I kept her very much at arms length, an arm several thousand miles long.
“I’m getting married in Aug.”
She said it seemingly out of nowhere, and just like that, the bag was empty. This was the purpose. Why, I thought. To justify it, somehow? To undo all the words and thoughts from years ago, and make her relationship bonafide somehow? To get my approval? Or just to notify me, perhaps. There was no way to know – almost any communication she had with me, I was bound to over-analyze with honed psychological prowess – from years and years of trying to figure out what she meant, what she wanted, what made her do what she did. Every time I started walking that path, I had to pull myself back; That way lies destruction.

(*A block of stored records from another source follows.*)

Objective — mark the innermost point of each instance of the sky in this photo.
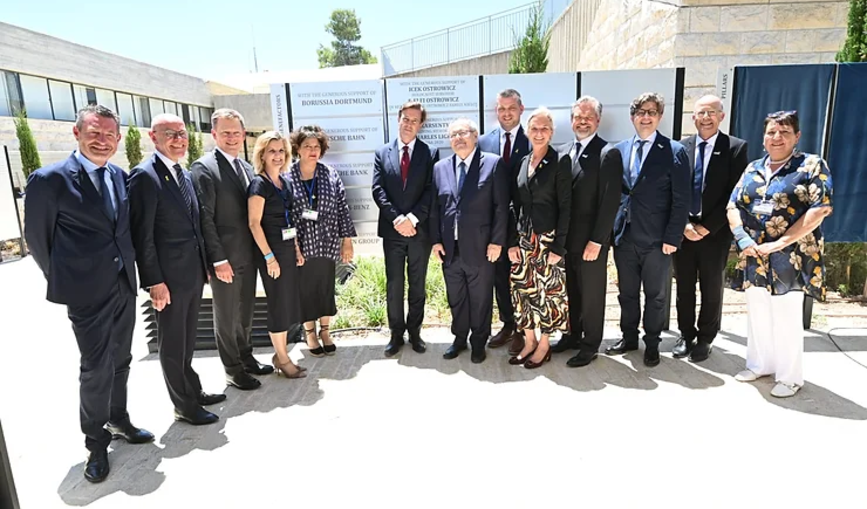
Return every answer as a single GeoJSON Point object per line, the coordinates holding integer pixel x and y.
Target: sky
{"type": "Point", "coordinates": [214, 39]}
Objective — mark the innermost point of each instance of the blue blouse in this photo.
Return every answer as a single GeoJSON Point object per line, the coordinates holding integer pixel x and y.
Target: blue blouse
{"type": "Point", "coordinates": [800, 185]}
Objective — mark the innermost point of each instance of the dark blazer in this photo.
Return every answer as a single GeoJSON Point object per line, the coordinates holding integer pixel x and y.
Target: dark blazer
{"type": "Point", "coordinates": [223, 210]}
{"type": "Point", "coordinates": [481, 210]}
{"type": "Point", "coordinates": [72, 238]}
{"type": "Point", "coordinates": [658, 204]}
{"type": "Point", "coordinates": [727, 163]}
{"type": "Point", "coordinates": [545, 199]}
{"type": "Point", "coordinates": [596, 176]}
{"type": "Point", "coordinates": [389, 194]}
{"type": "Point", "coordinates": [167, 238]}
{"type": "Point", "coordinates": [490, 142]}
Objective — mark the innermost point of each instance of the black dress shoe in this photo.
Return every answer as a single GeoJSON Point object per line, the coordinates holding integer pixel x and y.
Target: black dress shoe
{"type": "Point", "coordinates": [243, 381]}
{"type": "Point", "coordinates": [255, 367]}
{"type": "Point", "coordinates": [567, 342]}
{"type": "Point", "coordinates": [96, 469]}
{"type": "Point", "coordinates": [682, 347]}
{"type": "Point", "coordinates": [700, 352]}
{"type": "Point", "coordinates": [206, 399]}
{"type": "Point", "coordinates": [453, 351]}
{"type": "Point", "coordinates": [582, 359]}
{"type": "Point", "coordinates": [130, 433]}
{"type": "Point", "coordinates": [621, 347]}
{"type": "Point", "coordinates": [651, 356]}
{"type": "Point", "coordinates": [198, 418]}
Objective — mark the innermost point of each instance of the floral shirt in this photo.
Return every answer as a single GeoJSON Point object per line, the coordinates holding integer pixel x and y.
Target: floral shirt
{"type": "Point", "coordinates": [800, 185]}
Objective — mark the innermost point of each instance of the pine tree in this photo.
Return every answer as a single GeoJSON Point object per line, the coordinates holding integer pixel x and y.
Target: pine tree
{"type": "Point", "coordinates": [30, 161]}
{"type": "Point", "coordinates": [133, 146]}
{"type": "Point", "coordinates": [855, 47]}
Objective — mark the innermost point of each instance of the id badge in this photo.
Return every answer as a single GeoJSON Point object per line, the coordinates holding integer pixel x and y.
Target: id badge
{"type": "Point", "coordinates": [763, 208]}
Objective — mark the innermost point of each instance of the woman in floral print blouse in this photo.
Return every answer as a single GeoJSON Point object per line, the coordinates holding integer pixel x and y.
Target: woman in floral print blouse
{"type": "Point", "coordinates": [775, 213]}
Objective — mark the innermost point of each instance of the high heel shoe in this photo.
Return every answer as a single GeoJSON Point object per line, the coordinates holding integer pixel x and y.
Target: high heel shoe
{"type": "Point", "coordinates": [318, 351]}
{"type": "Point", "coordinates": [329, 349]}
{"type": "Point", "coordinates": [533, 365]}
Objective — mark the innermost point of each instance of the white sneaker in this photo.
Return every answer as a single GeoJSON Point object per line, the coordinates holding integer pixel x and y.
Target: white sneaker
{"type": "Point", "coordinates": [784, 390]}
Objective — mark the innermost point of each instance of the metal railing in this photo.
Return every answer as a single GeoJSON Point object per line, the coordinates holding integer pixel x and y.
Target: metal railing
{"type": "Point", "coordinates": [485, 36]}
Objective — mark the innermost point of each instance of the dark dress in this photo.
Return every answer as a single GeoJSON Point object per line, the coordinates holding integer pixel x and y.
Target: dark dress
{"type": "Point", "coordinates": [282, 293]}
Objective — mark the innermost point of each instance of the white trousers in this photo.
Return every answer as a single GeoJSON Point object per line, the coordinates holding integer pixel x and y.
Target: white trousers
{"type": "Point", "coordinates": [775, 334]}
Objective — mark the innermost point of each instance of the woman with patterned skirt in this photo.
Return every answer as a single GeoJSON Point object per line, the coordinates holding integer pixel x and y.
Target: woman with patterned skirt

“’Grats,” I said nonchalantly. I wasn’t the least bit shocked by it – she had posted it proudly on MySpace for months, and she had always wanted to be married very badly. Aside from her own words those years ago, it made perfect sense – and with the frequency that she lied to me back then, I should have expected it as soon as they had reached the year mark.
Whatever she was looking for – friendship, understanding, interest – she wasn’t getting it. Or perhaps she was getting close to breaking that barrier again, to talking about everything all over again, which was something she seemingly regretted given the silence since. Either way, she said she had to go pack. I didn’t inquire where she was traveling to or why, because I didn’t care. But I told her congrats again, and that I hoped things worked out, to perhaps appear like less of a dick, yet enforce that dickishness in the same breath. I hope things work out. You know, because they won’t. Not that I give a fuck.
After she was gone, I wondered what would happen next. Was that it? She was done, for life? Married, raising someone else’s five kids, my manic-depressive ex-love interest turned housewife was fulfilled. How horrible, I thought…yet, so nice to know where your life is going.
All in all, I really didn’t know how to feel. I didn’t know what she wanted, and I really didn’t know what I wanted, either. Part of me wanted to sit down over coffee, to hear her apologize in person instead of six months previous over IM, maybe some sort of therapy applied like a gel on my soul. Part of me wanted to express that thrashing beast of hatred that I had held in check all that time, not unleashing it on her, not exposing all the lies to her family, her friends, the public.
Mostly, I just wanted to sit down and write. I picked up my guitar and called my girlfriend.